There is never a standstill in the cloud. Hyperscalers announce new solutions and products weekly. Microsoft has now developed a high availability solution for Azure regions that is supposed to cushion the failure of entire data centres.
Availability Sets in Azure ensure that virtual machines (VM) of the same Availability Set are split across multiple Fault and Update Domains. A fault domain is an isolated infrastructure consisting of racks, compute, network and power. VMs are thus sequentially distributed to several fault domains. If a VM fails, another VM in the next fault domain takes over. The same applies to update domains. All VMs within an update domain are booted simultaneously during patching. The strategy here is to divide the VMs, which collectively represent a cloud service, into different Availability Sets with Fault and Update Domains.
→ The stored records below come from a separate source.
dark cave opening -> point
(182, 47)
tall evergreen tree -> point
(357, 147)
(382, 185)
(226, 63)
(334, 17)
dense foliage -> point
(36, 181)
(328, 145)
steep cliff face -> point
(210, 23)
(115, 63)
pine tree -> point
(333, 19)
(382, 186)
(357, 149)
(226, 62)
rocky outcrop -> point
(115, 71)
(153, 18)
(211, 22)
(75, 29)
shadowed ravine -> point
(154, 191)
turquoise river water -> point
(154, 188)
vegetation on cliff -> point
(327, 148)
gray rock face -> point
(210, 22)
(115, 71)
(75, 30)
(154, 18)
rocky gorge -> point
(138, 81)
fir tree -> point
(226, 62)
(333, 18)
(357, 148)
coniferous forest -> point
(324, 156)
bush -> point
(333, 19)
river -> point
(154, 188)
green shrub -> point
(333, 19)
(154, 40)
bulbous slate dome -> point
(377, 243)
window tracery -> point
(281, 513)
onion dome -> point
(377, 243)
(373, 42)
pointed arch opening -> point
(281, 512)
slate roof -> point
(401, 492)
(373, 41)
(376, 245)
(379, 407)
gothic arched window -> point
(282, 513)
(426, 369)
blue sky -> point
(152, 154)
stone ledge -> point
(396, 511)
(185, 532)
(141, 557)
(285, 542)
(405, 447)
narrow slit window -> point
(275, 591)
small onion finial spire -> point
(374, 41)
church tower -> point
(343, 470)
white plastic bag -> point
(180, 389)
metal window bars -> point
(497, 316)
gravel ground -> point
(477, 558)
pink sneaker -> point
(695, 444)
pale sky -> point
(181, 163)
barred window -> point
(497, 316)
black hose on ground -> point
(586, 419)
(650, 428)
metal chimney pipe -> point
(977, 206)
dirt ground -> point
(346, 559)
With Availability Zones, Microsoft extends the Azure portfolio to protect a cloud service from a data centre outage. This is achieved by isolating entire data centres. Each data centre corresponds to an Availability Zone. Three of these are required as a minimum within a region. In the application architecture, care is taken to divide the resources used (VMs, storage, public IPs, load balancers, etc.) into individual Availability Zones. The special feature here is that only very low latencies occur in the Availability Zones. This does not affect the cloud service. Before Availability Zones existed, availability had to be realised via regions, which was only possible asynchronously due to the high latencies between the regions. Availability Zones increase availability to 99.99 %. Provided you use at least two VMs and distribute them to different zones. Currently, this solution is only available in the Central US and France Central regions. East US 2, West Europe and Southeast Asia are in the preview phase.